Nuestro círculo, alrededor del asado, se compone, además de los dueños del toldo y de sus hijos, del viejo Kaikokelteish, del gigante Collohue, de su mujer, una especie de bruja a quien le hemos dado el apodo de «la Silvestre» por el inmenso matorral que representa su cabellera, y Zamba, desgraciada india, de aspecto repugnante por estar desfigurada por la caries sifilítica que le ha consumido la nariz.

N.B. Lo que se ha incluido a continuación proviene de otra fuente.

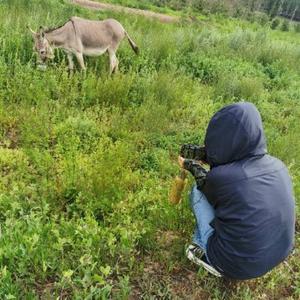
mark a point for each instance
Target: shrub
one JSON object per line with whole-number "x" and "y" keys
{"x": 297, "y": 27}
{"x": 285, "y": 26}
{"x": 275, "y": 23}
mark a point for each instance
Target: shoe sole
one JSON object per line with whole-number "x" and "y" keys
{"x": 200, "y": 262}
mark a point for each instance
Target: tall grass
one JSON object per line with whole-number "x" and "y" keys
{"x": 86, "y": 161}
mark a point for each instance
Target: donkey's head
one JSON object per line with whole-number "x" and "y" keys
{"x": 42, "y": 45}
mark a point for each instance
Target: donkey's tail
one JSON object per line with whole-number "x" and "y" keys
{"x": 134, "y": 47}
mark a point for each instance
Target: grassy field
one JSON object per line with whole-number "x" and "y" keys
{"x": 86, "y": 161}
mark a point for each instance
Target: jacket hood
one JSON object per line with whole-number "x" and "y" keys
{"x": 234, "y": 133}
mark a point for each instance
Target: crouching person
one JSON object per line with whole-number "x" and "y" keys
{"x": 244, "y": 206}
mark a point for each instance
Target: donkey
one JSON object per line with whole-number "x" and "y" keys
{"x": 79, "y": 37}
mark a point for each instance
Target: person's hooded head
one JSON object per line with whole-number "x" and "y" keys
{"x": 234, "y": 133}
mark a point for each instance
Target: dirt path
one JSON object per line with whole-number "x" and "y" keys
{"x": 105, "y": 6}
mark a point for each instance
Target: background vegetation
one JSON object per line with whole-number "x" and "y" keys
{"x": 86, "y": 161}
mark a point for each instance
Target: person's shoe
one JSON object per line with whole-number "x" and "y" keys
{"x": 197, "y": 255}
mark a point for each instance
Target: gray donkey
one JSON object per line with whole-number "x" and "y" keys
{"x": 82, "y": 37}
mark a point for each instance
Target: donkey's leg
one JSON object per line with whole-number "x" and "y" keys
{"x": 113, "y": 61}
{"x": 80, "y": 59}
{"x": 71, "y": 62}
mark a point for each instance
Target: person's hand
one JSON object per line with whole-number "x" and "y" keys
{"x": 181, "y": 162}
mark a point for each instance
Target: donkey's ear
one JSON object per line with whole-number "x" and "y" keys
{"x": 32, "y": 32}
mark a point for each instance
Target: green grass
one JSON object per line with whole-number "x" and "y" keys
{"x": 86, "y": 162}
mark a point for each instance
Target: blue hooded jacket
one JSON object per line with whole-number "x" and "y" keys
{"x": 251, "y": 193}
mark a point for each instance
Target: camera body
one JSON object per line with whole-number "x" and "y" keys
{"x": 195, "y": 152}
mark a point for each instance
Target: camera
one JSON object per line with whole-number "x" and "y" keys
{"x": 194, "y": 152}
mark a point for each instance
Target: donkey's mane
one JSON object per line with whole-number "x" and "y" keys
{"x": 55, "y": 28}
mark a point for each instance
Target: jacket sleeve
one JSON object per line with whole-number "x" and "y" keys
{"x": 197, "y": 171}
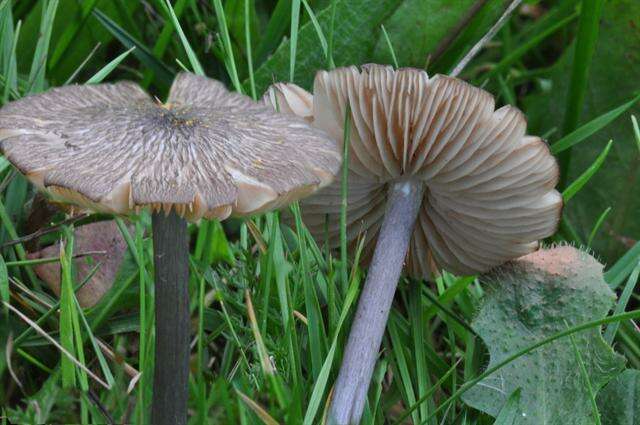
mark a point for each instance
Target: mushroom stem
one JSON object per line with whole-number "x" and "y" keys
{"x": 171, "y": 372}
{"x": 361, "y": 352}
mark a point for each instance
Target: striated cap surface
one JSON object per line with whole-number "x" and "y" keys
{"x": 207, "y": 152}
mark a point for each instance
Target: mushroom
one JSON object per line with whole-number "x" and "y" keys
{"x": 207, "y": 153}
{"x": 436, "y": 176}
{"x": 107, "y": 246}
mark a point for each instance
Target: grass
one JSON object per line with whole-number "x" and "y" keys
{"x": 271, "y": 306}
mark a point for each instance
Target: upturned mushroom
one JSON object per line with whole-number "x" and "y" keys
{"x": 437, "y": 176}
{"x": 207, "y": 152}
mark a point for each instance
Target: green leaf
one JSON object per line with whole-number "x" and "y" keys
{"x": 509, "y": 413}
{"x": 591, "y": 127}
{"x": 357, "y": 27}
{"x": 618, "y": 183}
{"x": 39, "y": 62}
{"x": 619, "y": 401}
{"x": 530, "y": 299}
{"x": 418, "y": 26}
{"x": 108, "y": 68}
{"x": 579, "y": 183}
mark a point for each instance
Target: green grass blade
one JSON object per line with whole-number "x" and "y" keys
{"x": 249, "y": 50}
{"x": 317, "y": 27}
{"x": 276, "y": 27}
{"x": 162, "y": 71}
{"x": 586, "y": 39}
{"x": 623, "y": 267}
{"x": 80, "y": 67}
{"x": 591, "y": 127}
{"x": 575, "y": 329}
{"x": 67, "y": 308}
{"x": 293, "y": 46}
{"x": 39, "y": 63}
{"x": 636, "y": 130}
{"x": 226, "y": 44}
{"x": 597, "y": 226}
{"x": 390, "y": 46}
{"x": 193, "y": 59}
{"x": 331, "y": 64}
{"x": 72, "y": 28}
{"x": 108, "y": 68}
{"x": 579, "y": 183}
{"x": 323, "y": 377}
{"x": 622, "y": 303}
{"x": 164, "y": 38}
{"x": 4, "y": 284}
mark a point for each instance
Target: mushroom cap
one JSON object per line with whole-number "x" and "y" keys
{"x": 489, "y": 188}
{"x": 207, "y": 152}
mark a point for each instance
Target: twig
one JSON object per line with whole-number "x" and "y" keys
{"x": 54, "y": 342}
{"x": 43, "y": 232}
{"x": 487, "y": 37}
{"x": 457, "y": 29}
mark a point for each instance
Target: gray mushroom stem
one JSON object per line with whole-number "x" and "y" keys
{"x": 171, "y": 373}
{"x": 368, "y": 327}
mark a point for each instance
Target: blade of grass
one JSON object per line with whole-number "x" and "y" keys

Buen espectáculo para prepararse a almorzar!... Pero los viajeros se acostumbran a todo, y haciendo abstracción mental de los pelados, de la suciedad del toldo y de sus habitantes, diré que el asado satisfizo nuestra hambre, ya poco exigente sin embargo, después de los paliativos que nos han proporcionado esas escenas.

A costa de empeños y regalos, puedo conseguir que María me alquile un caballo, por cierta cantidad de azúcar y yerba; pero tengo que solicitar del pelado, tan estimado de ella, y ya tan odiado por mí, su consentimiento, y esto con la mayor seriedad posible, para que me ceda uno de los suyos.

No sé cómo comprende el perro la importancia del ruego, pero su propietaria asegura que accede con tal que se lo pague bien. Según ella, este pelado es muy rico, es dueño exclusivo de cuatro caballos, dos vacas y un toro, lo que constituye la mayor fortuna que hay en la tribu, pues en toda el ganado vacuno se compone de tres vacas, el citado toro y un ternero.

El alquiler de los otros caballos no se puede conseguir en el toldo de María y tengo que ir a solicitarlo de los indios propietarios en sus respectivas chozas, pues así lo prescribe la etiqueta.